Otto turned to him. ‘So, how —?’
‘It’s your trousers,’ the boy said. ‘There are spots of yellow clay on them from the where the footpath was dug up for the drains. That’s how I know.’
Otto twisted in his seat to see the hem of his tweeds. ‘So there are. That is very observant of you, Henry,’ he said, genuinely impressed. ‘I think you might make a fine detective. In fact, you’re a detective already!’
AFTER DINNER, WHEN HENRY had been put to bed and Adeline had retired, Otto sat with Tom in the sitting room and, over a warming brandy, related the day’s developments.
‘Your inquiries have certainly attracted considerable attention, Otto. Does that concern you?’
‘Not in the least,’ Otto said, crossing one leg over the other and holding a palm to the gentle fire flickering in the grate.
‘But should there be a murderer at large, might he not leave the district?’
‘He might, or might not. But remember, David Rose has already been tried and condemned, so I don’t know whether any killer at large would flatter me so much that he might think I could change that.’
‘But it’s what you intend to do, of course?’
‘Of course. Criminals do tend to underestimate the police, which is why there are criminals.’
Tom chuckled.
‘But then, in this colony, criminals have good grounds,’ Otto added wryly. ‘Anyway, who knows, my poking around may even flush a killer from cover.’
‘Walker sounded most annoyed with you. Can the police order you to cease investigations?’
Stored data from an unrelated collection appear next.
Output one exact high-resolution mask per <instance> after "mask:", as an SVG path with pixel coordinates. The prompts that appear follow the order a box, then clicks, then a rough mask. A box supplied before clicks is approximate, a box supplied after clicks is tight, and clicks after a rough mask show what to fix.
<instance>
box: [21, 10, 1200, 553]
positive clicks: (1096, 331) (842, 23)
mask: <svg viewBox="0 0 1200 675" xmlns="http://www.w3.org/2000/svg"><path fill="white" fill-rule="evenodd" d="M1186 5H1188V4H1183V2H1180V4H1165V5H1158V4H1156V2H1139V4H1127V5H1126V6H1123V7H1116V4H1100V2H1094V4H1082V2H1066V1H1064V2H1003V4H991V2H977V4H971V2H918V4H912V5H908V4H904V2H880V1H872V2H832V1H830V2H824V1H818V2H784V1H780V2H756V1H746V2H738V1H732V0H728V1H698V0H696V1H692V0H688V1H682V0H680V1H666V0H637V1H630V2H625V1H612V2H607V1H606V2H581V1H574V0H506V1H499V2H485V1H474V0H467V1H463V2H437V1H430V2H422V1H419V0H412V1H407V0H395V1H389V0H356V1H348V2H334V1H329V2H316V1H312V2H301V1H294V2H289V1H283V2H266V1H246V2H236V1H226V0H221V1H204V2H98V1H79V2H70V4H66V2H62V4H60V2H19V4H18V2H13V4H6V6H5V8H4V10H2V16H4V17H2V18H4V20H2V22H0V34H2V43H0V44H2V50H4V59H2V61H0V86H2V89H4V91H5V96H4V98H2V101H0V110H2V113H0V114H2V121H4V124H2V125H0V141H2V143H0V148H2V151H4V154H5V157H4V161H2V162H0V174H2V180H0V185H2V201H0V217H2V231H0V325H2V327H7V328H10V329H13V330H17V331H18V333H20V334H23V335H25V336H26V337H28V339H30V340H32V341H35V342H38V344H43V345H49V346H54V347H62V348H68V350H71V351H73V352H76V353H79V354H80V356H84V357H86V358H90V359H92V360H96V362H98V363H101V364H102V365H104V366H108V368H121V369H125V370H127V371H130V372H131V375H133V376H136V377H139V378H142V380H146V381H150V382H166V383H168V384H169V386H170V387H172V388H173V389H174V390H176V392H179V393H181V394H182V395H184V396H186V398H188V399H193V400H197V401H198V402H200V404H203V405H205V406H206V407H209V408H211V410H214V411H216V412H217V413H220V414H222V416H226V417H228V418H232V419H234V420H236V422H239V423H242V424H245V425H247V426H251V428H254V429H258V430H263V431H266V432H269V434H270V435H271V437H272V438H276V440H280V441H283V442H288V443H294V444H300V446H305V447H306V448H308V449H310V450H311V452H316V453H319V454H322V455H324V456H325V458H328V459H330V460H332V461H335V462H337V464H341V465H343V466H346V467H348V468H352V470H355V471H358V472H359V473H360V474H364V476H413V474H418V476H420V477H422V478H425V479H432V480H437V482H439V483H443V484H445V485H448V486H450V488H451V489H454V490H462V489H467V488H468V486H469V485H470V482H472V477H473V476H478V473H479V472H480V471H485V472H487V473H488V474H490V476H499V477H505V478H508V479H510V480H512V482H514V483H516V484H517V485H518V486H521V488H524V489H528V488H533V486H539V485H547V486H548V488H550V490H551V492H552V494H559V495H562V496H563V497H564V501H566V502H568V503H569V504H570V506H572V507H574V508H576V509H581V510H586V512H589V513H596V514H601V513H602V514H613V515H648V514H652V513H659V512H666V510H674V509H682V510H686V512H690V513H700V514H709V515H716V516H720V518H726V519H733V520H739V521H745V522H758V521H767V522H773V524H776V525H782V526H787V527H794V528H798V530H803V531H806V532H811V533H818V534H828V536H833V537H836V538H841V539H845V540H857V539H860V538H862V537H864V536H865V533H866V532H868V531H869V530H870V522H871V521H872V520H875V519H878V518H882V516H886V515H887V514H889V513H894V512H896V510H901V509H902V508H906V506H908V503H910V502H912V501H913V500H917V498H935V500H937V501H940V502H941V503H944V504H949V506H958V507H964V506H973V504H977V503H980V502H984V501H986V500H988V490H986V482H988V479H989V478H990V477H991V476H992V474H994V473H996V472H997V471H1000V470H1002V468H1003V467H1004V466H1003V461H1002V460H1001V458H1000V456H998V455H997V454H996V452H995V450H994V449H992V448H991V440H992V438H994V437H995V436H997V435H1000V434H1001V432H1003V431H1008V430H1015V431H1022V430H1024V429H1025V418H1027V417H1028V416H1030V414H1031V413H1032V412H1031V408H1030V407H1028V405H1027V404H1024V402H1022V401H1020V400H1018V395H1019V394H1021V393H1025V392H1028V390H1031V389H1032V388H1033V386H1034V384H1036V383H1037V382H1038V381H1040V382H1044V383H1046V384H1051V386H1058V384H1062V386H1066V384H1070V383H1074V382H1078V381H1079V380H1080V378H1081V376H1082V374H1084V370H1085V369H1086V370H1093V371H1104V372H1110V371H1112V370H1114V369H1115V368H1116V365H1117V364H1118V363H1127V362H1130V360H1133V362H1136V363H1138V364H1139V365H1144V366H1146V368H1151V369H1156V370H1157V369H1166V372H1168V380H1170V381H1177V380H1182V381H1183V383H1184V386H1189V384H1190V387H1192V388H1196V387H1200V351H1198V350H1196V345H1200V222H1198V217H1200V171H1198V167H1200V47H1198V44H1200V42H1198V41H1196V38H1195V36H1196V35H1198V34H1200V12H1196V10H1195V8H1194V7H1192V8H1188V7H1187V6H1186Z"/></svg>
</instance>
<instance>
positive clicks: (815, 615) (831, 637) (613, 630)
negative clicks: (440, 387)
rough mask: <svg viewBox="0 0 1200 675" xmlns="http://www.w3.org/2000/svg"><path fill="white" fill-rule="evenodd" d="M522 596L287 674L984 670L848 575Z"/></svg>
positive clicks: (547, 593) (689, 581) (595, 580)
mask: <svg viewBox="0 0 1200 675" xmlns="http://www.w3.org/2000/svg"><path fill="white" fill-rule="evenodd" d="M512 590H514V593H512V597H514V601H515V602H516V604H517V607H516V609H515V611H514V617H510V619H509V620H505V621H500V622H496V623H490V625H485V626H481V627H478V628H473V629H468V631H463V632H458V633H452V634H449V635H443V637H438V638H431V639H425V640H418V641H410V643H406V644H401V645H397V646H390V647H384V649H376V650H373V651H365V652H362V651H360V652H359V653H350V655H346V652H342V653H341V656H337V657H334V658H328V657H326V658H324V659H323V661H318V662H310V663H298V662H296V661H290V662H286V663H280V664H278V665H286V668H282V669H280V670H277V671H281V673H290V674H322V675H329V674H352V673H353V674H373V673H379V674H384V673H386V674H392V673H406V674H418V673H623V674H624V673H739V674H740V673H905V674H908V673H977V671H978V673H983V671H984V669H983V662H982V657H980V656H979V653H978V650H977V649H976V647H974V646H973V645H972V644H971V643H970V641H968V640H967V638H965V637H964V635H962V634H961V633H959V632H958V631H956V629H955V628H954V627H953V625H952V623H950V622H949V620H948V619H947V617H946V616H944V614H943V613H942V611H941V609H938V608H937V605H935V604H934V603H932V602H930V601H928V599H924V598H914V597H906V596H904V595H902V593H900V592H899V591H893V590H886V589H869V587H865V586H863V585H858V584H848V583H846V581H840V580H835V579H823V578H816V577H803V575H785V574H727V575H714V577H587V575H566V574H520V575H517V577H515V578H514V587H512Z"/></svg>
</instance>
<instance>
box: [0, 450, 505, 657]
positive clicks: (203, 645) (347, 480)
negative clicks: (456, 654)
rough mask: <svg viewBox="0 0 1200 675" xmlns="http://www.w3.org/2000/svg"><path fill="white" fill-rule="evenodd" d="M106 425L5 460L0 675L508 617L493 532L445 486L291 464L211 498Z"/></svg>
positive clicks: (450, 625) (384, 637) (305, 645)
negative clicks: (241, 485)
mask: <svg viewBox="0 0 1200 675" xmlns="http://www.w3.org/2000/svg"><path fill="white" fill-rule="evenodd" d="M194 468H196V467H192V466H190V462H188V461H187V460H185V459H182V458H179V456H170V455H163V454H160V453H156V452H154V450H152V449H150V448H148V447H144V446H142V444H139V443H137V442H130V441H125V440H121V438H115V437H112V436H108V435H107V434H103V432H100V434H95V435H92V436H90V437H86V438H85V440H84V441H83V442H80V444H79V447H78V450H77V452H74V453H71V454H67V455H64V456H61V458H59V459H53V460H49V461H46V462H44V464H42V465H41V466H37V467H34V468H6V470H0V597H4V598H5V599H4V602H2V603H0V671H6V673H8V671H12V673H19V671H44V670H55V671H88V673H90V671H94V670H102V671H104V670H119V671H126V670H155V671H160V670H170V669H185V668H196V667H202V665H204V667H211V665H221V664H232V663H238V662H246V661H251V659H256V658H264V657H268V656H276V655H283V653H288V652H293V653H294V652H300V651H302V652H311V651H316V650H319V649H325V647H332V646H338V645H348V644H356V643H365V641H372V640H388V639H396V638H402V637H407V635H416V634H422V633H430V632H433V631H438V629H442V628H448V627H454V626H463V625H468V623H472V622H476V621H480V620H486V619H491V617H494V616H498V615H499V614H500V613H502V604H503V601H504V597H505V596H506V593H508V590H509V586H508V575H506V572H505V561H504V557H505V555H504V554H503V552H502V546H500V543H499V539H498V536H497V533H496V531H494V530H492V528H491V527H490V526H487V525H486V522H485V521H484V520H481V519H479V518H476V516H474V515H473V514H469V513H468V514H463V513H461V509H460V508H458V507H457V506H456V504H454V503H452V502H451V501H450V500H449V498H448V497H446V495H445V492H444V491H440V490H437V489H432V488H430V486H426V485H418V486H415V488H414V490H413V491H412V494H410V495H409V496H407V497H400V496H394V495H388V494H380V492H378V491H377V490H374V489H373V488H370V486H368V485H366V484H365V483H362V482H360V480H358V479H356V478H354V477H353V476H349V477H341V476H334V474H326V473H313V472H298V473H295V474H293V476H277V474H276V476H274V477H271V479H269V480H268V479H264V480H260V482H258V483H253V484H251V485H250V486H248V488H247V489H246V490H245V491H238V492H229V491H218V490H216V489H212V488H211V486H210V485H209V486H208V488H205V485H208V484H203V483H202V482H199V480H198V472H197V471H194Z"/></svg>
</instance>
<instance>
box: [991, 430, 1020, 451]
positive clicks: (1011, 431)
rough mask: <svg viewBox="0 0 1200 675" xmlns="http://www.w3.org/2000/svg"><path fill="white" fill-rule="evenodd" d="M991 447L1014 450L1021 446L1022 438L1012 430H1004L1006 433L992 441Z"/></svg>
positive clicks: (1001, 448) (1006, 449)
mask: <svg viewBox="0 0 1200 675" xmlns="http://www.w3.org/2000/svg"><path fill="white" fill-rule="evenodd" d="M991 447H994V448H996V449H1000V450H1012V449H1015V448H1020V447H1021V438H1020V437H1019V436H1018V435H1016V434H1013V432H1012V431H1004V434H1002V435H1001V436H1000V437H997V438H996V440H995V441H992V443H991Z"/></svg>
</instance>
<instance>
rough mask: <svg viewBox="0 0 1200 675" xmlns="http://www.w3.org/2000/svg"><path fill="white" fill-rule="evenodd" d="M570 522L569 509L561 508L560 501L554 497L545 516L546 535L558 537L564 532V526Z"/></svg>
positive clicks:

‘Perhaps. But why would they? To pretend that it’s to protect the likes of Alice Latham, maybe. No, they won’t want to risk appearing to have something to hide. They’d be thinking that, in three days, Rose will be executed and it will all go away, me included.’
‘A tipple more?’ Tom said, reaching for the bottle after a minute’s quiet reflection in the glow of the coals.
‘Tempting, Tom, but I really ought to take myself off to bed.’ Otto stood, and took his hat and coat from the hook.
‘I feel I should be doing something,’ Tom said. ‘To help, I mean.’
‘Feeding me a wonderful dinner is a good start!’ Otto smiled, then grasped Tom’s upper arm. ‘Of course, I know what you mean, and just as soon as I have something for you …’
‘But there is so little time, yet I wonder at times you seem to forget that — you seem so calm.’
Otto smiled. ‘Would it reassure you if I turned a little frantic?’
They walked through to the front of the shop, and paused at the door to the street.
‘So Joe Latham’s your suspect?’
‘Well, Tom, it is curious that a man who beat his stepdaughter, and threatened to cut her throat, should not have been investigated.’
‘And he was charged with taking Maggie’s belongings from the house three days after her death.’
‘Yes, makes you wonder —’
‘And she told the inquest Joe got up at ten-thirty or eleven to light his pipe, and she said he was only out of bed a few minutes. But then when the police came to her door at three in the morning, she said she and Joe had only just dozed off.’
‘Maybe their marriage wasn’t all violence!’
Tom frowned at the levity. Otto hastened to reassure his friend.
‘It’s all right, Tom. I’m just tired. But you’re right, that is very curious. Maybe at 3.00 a.m. Joe had just come back from disposing of bloodied clothes? And a murder weapon, perhaps?’